Novapak Nasal Sinus Packing and Stent

K-Number: K202623 · 2020-12-08

ApplicantMedtronic Xomed
Decision Date2020-12-08
Product CodeLYA
Advisory CommitteeEN
DecisionSubstantially Equivalent

Device Summary

Novapak Nasal Sinus Packing and Stent is a medical device manufactured by Medtronic Xomed. It received FDA 510(k) clearance on 2020-12-08 under approval number K202623. The device is classified under product code LYA. It was reviewed by the EN advisory panel. FDA Decision: Substantially Equivalent.

Frequently Asked Questions

What is the Novapak Nasal Sinus Packing and Stent?

Novapak Nasal Sinus Packing and Stent is a medical device that received FDA 510(k) clearance on 2020-12-08. It is manufactured by Medtronic Xomed. The 510(k) number is K202623.

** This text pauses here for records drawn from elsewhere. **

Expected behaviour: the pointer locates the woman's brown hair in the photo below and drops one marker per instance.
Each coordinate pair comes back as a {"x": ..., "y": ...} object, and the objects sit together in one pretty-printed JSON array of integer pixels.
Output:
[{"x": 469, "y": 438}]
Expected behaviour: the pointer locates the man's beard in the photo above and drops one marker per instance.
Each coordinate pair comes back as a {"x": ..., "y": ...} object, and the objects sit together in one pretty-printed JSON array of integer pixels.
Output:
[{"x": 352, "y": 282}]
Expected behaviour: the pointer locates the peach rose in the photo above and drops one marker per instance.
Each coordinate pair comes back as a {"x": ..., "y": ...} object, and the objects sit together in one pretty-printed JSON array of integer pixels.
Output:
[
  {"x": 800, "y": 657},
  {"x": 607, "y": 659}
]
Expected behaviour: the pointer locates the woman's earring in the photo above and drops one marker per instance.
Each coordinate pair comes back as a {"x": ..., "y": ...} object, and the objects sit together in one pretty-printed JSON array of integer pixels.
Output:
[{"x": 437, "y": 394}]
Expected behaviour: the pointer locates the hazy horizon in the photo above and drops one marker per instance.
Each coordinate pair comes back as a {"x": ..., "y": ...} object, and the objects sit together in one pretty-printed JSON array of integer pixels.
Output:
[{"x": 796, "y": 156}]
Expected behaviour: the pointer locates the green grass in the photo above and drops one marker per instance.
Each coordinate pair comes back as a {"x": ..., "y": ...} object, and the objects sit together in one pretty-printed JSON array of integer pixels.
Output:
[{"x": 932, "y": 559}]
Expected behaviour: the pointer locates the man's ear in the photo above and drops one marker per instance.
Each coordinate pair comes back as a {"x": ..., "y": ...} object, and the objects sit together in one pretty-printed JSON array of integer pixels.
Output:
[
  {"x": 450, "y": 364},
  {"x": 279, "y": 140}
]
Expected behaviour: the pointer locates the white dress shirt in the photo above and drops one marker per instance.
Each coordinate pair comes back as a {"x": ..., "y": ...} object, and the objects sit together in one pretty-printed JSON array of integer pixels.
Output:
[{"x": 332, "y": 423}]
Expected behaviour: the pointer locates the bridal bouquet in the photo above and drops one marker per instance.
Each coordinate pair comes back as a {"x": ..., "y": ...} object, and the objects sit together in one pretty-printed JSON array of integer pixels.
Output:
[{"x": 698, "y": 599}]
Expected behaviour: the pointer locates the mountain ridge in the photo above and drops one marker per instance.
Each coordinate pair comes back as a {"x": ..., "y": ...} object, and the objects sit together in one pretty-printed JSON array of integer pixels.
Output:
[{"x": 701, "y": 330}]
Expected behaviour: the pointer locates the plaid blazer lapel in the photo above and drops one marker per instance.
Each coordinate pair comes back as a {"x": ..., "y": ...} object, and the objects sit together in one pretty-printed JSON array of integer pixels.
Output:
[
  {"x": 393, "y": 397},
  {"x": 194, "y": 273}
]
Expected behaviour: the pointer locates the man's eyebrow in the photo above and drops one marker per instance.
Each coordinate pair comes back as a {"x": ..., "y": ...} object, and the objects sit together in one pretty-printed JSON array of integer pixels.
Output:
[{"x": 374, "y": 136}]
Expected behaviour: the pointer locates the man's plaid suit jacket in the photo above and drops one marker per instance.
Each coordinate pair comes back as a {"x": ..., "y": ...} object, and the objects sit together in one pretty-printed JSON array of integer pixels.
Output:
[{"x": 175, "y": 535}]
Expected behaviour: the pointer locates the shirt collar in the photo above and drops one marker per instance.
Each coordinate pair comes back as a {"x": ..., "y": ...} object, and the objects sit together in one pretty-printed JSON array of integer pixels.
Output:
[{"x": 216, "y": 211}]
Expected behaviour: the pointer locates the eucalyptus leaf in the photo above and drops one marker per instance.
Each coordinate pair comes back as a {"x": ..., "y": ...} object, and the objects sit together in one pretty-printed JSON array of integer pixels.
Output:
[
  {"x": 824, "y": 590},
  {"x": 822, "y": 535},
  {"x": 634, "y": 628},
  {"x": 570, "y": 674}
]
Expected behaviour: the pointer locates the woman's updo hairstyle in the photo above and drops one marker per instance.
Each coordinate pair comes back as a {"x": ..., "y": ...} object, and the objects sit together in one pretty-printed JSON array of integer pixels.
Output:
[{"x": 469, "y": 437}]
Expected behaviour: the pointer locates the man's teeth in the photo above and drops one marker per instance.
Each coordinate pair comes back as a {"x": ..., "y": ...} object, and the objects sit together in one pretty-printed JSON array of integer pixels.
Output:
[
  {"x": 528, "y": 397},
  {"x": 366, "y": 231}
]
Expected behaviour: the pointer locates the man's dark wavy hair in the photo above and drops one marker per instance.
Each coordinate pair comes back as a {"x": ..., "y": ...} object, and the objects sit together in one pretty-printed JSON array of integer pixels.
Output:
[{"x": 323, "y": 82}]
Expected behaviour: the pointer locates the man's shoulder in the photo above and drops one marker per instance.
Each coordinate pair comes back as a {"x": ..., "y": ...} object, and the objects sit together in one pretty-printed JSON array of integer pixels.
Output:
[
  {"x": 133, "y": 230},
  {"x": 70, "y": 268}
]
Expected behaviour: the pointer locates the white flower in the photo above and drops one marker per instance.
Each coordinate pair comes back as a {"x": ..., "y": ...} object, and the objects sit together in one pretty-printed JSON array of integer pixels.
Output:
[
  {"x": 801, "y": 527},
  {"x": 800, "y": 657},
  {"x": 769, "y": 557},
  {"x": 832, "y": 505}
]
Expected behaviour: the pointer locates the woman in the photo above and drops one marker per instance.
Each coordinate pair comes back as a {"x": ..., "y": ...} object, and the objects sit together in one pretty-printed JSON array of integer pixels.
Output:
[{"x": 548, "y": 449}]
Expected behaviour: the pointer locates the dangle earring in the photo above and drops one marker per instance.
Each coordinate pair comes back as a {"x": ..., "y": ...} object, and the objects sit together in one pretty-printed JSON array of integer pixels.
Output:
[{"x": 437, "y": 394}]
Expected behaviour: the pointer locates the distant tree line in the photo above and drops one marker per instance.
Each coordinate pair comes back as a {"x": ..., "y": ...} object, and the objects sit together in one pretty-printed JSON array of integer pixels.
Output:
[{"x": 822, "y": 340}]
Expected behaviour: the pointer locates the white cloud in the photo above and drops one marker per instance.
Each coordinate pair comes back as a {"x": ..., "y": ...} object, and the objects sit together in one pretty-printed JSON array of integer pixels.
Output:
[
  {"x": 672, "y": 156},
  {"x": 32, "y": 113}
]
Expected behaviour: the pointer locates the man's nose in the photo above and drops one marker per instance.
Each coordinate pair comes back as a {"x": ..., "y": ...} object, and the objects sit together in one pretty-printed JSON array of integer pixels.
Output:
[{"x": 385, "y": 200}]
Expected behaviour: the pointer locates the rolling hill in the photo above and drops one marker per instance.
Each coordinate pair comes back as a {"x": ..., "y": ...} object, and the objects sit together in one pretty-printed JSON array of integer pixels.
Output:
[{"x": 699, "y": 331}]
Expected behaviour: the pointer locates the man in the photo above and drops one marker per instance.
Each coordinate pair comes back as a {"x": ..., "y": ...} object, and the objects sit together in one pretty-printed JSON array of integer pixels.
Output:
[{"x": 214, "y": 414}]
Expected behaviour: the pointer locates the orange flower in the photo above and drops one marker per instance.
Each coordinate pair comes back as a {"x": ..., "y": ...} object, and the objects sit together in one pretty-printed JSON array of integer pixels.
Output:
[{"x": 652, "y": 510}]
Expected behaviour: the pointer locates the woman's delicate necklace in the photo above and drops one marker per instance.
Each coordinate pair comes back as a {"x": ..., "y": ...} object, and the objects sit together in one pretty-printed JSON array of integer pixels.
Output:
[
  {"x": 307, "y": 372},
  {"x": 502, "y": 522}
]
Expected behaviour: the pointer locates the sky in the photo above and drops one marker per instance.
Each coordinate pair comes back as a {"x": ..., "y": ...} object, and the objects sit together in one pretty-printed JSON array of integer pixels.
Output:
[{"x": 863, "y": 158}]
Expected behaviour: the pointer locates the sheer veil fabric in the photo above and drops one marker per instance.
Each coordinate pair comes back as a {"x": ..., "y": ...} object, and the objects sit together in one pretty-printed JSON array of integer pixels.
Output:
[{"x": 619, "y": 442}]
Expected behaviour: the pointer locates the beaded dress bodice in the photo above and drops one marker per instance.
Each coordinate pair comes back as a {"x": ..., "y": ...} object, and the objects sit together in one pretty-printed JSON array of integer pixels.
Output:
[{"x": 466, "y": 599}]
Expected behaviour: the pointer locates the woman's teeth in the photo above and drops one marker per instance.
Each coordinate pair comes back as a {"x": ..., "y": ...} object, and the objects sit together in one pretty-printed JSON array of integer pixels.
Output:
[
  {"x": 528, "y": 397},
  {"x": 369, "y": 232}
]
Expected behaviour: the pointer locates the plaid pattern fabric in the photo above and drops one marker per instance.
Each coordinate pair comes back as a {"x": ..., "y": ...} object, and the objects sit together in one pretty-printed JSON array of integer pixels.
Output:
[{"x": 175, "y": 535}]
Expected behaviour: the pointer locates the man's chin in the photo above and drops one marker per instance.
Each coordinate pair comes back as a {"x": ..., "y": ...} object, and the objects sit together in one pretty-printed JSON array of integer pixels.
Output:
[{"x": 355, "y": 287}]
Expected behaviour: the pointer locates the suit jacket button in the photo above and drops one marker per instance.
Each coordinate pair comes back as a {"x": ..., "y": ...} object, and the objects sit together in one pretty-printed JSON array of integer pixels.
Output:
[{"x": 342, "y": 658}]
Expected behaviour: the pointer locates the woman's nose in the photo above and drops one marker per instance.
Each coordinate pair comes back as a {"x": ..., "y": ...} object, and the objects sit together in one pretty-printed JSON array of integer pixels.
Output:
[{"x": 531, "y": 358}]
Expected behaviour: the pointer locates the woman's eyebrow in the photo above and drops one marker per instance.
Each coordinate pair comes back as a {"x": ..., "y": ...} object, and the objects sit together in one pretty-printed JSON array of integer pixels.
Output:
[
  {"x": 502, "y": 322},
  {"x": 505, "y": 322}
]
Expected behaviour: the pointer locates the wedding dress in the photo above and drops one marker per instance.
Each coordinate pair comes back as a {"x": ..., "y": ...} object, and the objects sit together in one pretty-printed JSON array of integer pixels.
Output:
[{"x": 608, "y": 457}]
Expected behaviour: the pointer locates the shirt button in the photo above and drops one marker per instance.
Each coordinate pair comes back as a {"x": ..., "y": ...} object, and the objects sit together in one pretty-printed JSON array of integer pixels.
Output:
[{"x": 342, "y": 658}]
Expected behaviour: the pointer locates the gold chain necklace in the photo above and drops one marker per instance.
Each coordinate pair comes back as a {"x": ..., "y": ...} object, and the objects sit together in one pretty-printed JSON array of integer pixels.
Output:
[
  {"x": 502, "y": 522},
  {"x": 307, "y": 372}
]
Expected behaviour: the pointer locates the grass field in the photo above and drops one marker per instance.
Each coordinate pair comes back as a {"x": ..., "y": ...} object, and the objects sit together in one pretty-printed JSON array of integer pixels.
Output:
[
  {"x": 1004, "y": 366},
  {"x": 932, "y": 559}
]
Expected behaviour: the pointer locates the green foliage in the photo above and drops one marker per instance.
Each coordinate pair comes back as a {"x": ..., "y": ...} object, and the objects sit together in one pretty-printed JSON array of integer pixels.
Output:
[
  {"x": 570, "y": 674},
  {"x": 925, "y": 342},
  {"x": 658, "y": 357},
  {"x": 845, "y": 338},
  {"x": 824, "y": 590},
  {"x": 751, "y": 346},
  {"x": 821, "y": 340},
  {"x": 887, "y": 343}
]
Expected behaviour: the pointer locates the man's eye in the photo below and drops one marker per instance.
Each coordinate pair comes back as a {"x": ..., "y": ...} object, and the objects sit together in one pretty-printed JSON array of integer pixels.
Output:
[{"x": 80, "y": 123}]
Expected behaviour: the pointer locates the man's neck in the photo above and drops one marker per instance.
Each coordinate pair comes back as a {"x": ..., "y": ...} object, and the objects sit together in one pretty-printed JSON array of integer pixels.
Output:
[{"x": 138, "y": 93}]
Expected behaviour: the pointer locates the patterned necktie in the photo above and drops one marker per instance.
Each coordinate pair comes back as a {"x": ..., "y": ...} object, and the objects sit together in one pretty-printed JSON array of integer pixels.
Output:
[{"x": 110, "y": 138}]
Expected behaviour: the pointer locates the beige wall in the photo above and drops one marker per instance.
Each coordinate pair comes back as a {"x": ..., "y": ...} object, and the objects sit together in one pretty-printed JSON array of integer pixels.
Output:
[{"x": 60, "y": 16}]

When was Novapak Nasal Sinus Packing and Stent approved by the FDA?

Novapak Nasal Sinus Packing and Stent received FDA 510(k) clearance on 2020-12-08, under approval number K202623.

What company makes Novapak Nasal Sinus Packing and Stent?

Novapak Nasal Sinus Packing and Stent is manufactured by Medtronic Xomed.

What is the FDA product code for Novapak Nasal Sinus Packing and Stent?

The FDA product code for Novapak Nasal Sinus Packing and Stent is LYA.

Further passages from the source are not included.